Ahora es primavera, también, en Río Voy y hace ya cuatro abriles que no visito aquello. El Eo será todo, bajo el sol, destellos de plata y de cristal y un hombre que no soy yo escuchará la eterna voz del agua que se hace grito, o susurro, o sollozo, o canción, al chocar con los peñascos anclados en el río. Ahora es primavera, otra vez, en Río Voy,  y un hombre que no soy yo admirará, pensativo, las ágiles acrobacias de las truchas – vientre blanco, dorso moreno- que saltan fuera del agua a la caza de insectos y vuelven a caer sobre la superficie líquida con un chasquido seco de rama rota. Y vuelta a brincar y vuelta a recaer. Fulgir y refulgir. Centelleos de plata y cobre. Truchas viejas, truchas niñas, truchas de todos los tamaños – gustaría de escribir el maestro Azorín-. Y ese hombre meditabundo, ese hombre que yo fui un día, viendo bajar la rápida corriente y una flotilla de truchas que sube, río arriba, luchando contra ella tenazmente. Y el Eo, loco de amor, besando la sombra de los árboles que se inclinan sobre él en el afán de estrecharse las manos de ribera a ribera. Y el puente –Narciso pétreo- admirándose en el movedizo espejo acuoso.
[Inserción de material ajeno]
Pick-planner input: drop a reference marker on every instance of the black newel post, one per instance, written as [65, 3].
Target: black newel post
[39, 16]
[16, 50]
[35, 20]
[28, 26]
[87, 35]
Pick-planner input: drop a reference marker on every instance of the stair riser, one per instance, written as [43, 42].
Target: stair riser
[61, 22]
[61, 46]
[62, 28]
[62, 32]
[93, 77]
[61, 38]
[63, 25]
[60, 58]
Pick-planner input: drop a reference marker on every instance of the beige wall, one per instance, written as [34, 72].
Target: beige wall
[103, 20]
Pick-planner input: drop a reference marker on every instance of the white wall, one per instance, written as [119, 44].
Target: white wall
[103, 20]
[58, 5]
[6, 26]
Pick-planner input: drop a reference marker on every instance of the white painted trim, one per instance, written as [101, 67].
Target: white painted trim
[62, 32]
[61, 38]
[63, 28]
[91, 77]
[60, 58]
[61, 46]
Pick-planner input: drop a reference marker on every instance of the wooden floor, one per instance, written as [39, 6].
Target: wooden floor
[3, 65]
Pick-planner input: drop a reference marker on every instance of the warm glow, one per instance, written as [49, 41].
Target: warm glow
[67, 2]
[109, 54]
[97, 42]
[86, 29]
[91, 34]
Y la grácil libélula policromada pasando y repasando, volando y revolando, bajo el ojo del puente, en persecución de no sé que etérea presa inalcanzable. Y el hombre que yo quisiera ser, el hombre nostálgico, hierático, meditativo, contemplándolo todo atentamente: la prisa de los seres que van y vienen, el galope del río, la fuga de las horas, la quietud obsesiva de lo inmóvil. Y arriba, alto, lejano, suspendido bajo la azul bóveda inmensa por no sé que hilo misterioso, coronando de Luz al Muradal lontano –“O sol y o mar á montaña- moito lle deben querer”, cantó Noriega-, gran foco luminoso, deslumbrante y ardiente, “El ciego sol...” –que dijo Manuel Machado, el implacable sol.
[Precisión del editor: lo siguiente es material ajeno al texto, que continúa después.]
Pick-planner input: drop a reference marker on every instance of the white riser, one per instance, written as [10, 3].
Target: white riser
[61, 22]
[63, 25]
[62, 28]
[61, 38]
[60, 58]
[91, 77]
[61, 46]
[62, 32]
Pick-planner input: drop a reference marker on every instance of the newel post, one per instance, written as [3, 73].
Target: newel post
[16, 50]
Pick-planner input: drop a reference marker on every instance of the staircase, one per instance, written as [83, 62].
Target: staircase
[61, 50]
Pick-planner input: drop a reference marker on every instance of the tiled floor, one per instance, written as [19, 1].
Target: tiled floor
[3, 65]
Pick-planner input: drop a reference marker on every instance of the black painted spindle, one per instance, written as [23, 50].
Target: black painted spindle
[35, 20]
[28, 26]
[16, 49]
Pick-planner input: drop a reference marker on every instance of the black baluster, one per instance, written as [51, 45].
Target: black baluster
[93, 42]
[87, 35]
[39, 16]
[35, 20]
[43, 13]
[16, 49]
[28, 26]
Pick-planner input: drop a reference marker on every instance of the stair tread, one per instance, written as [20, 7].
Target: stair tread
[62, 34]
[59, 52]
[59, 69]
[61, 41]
Al llegar a este punto algún lector sospechará, puesto que la tendencia habitual es escapar del campo a la ciudad si no es posible hacerlo de España al extranjero “onde atan os cas con longainas”, que aquí se trata de escribir algo así como un “Menosprecio de Corte y Alabanza de Aldea”. Otros dirán que “xa está ben de literatura”. Y solamente unos cuantos, por más avisados o más sentimentales – cualquier adolescente, admiradora de Bécquer, diría “románticos”, entre comillas y arrastrando la palabra-, unos cuantos, repito, caerán en la cuenta de que es cierto que “El corazón tiene sus razones...” y los sentimientos son algo tan real e importante como los objetos, o como Bahamontes, o como Alexei Leonov. Así se explica que uno escriba lo que escrito deja recordando un paisaje que lleva grabado en los ojos el calor de la amistad de viejos e inolvidables amigos, el gorjeo matutino de los pájaros enamorados, el murmullo constante del agua fugitiva, la espaciada canción del cuclillo, “pois tamén cuca o cuco en Río Vou”, las agudas notas del grillo violinista o el nocturno concierto monocorde del viejo sapo flautista que oponía la dulzura de su única pero bien entonada nota a los desacordes estruendosos, atronadores, acromáticos, -¡viva la música moderna!- del inmenso ejército de ranas que se reunía en las riberas del río y lanzaba al aire quieto su croar desaforado, quizás para espantar ese miedo a la noche misteriosa, ese cerval miedo a lo oscuro que no sólo sienten los batracios.

No sé si me habré justificado; pero –escribió Gonzalo de Berceo:

                                                                                          
                                                                  Ca estos son los arbores do

                                                                  debemos folgar,
                                                                  En cuya sombra suelen las

                                                                  aves organar.